Bij brief van 27 mei 2002 hebben de overige maten het maatschapscontract met belanghebbende opgezegd.

2.3. De overeenkomst tot praktijkassociatie bevatte onder meer een non-concurrentiebeding, inhoudende dat de partij die na ontbinding van de maatschap zijn aandeel overdroeg, zich gedurende 10 jaar niet als dierenarts mocht vestigen in enige plaats binnen een cirkel van 25 kilometer met als middelpunt het praktijkpand van de maatschap. Bij arbitraal vonnis van 29 juli 2003 is beslist dat dit beding ten aanzien van belanghebbende beperkt wordt tot een duur van vijf jaar en dat dit beding niet ziet op het behandelen van dieren in een kliniek die enkel dieren op doorverwijzing van andere dierenartsen behandelt. De aan belanghebbende te betalen vergoeding voor goodwill is bij dit vonnis bepaald op € 158.500.

2.4. Belanghebbende is per 1 januari 2004 voor een 30% maatschapsaandeel toegetreden tot de dierenartspraktijk die voordien zijn levenspartner toebehoorde. Deze dierenartspraktijk draagt de naam [kliniek] en is een specialistische kliniek voor gezelschapsdieren te [woonplaats] (de kliniek), gelegen op een afstand van circa 8,5 kilometer van de dierenartspraktijk te [woonplaats]. De in de kliniek door belanghebbende verrichte werkzaamheden betroffen chirurgische ingrepen op door andere dierenartsen naar hem doorverwezen dieren. Bij de toetreding heeft belanghebbende een bedrag van € 58.810 ingebracht waarvan € 10.560 is schuldig gebleven. In het onderhavige jaar heeft belanghebbende zijn werkzaamheden reeds uitgeoefend in de praktijk van zijn levenspartner. Op respectievelijk 1 oktober en 1 november 2003 heeft belanghebbende geïnvesteerd in apparatuur ten behoeve van zijn chirurgische werkzaamheden in de kliniek.

2.5. In 2006 is tussen belanghebbende en zijn partner een overeenkomst gesloten waarbij de in 2.4 genoemde 30% wordt verhoogd naar 50%. De overeenkomst is in 2006 geregistreerd. Het bedrag dat belanghebbende aan zijn partner verschuldigd is voor de overname van de aanvullende 20% is nog niet vastgesteld. De vergoeding betreffende de eerste 30% zag op de in de kliniek aanwezige materiële zaken, de vergoeding betreffende de overige 20% ziet mede op de stille reserves van de kliniek.

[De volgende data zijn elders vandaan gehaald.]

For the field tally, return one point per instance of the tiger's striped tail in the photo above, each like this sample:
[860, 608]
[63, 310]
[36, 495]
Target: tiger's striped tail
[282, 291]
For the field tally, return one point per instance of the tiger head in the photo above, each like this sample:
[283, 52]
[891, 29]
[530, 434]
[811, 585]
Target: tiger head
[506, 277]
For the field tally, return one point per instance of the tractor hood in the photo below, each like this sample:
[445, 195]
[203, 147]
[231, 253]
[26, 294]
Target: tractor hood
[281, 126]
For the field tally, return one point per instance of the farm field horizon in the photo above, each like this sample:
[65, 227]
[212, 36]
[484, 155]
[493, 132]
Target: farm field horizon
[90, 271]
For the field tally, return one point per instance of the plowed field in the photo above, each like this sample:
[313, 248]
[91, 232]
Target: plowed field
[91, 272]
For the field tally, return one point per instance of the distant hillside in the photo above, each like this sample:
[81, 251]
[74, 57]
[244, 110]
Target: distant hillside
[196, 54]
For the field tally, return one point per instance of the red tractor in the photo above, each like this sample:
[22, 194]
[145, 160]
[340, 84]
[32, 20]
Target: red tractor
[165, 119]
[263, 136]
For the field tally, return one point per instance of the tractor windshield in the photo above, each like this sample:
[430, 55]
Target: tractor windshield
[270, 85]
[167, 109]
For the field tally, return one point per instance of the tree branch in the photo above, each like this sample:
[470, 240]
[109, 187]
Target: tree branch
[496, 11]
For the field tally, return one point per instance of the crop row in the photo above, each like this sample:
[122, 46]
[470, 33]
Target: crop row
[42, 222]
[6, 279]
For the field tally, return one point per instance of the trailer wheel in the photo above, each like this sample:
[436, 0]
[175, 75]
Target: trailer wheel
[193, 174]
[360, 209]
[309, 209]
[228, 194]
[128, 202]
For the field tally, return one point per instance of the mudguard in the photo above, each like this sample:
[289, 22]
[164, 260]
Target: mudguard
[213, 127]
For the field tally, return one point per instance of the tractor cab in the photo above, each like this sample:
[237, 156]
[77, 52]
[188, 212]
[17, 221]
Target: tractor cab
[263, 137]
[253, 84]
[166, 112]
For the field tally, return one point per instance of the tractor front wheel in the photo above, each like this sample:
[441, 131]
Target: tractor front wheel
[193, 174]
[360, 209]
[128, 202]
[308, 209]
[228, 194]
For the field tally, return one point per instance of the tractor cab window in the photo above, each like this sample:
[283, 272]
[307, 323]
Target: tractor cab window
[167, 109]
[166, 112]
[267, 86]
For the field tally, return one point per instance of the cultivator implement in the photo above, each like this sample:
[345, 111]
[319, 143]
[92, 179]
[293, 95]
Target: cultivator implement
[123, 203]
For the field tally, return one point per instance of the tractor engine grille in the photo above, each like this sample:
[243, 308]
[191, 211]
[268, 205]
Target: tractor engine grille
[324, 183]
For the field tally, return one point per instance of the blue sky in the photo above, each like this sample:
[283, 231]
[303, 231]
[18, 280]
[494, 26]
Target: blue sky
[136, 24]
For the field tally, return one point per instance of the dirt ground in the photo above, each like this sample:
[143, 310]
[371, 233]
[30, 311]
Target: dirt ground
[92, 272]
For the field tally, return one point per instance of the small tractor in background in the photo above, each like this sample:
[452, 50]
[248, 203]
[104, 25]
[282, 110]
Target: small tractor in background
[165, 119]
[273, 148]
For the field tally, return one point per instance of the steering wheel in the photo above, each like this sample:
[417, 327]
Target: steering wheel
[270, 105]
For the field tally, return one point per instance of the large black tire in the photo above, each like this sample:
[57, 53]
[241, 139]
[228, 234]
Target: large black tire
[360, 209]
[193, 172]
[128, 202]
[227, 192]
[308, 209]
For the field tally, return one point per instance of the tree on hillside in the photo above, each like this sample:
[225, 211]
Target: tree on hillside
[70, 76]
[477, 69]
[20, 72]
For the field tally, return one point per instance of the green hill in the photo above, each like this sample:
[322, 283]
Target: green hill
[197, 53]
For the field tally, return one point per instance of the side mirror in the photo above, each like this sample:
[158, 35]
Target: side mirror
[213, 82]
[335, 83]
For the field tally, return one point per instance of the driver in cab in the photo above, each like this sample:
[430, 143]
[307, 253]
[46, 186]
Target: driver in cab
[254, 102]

2.6. Belanghebbende is bij zijn aangifte inkomstenbelasting en premie volksverzekeringen voor het onderhavige jaar ervan uitgegaan dat hij zijn ondernemingsactiviteiten met betrekking tot de dierenartsenpraktijk te [woonplaats] heeft gestaakt. De aanslag is conform die aangifte vastgesteld. In bezwaar komt belanghebbende terug op de aangifte en wenst ter zake van de overdrachtswinst (goodwill en stille reserves) een herinvesteringsreserve te vormen.

3. Geschil

3.1. In geschil is of belanghebbende terzake van de als stakingswinst aangegeven overdrachtswinst van € 186.568, bestaande uit goodwill en overige stille reserves, een herinvesteringsreserve mag vormen. Belanghebbende beantwoordt deze vraag bevestigend en de inspecteur ontkennend. De inspecteur voert daarvoor primair aan dat belanghebbende zijn onderneming heeft gestaakt. Voor het geval de onderneming niet is gestaakt doch is voortgezet neemt hij het subsidiaire standpunt in dat een voornemen tot herinvestering ontbreekt.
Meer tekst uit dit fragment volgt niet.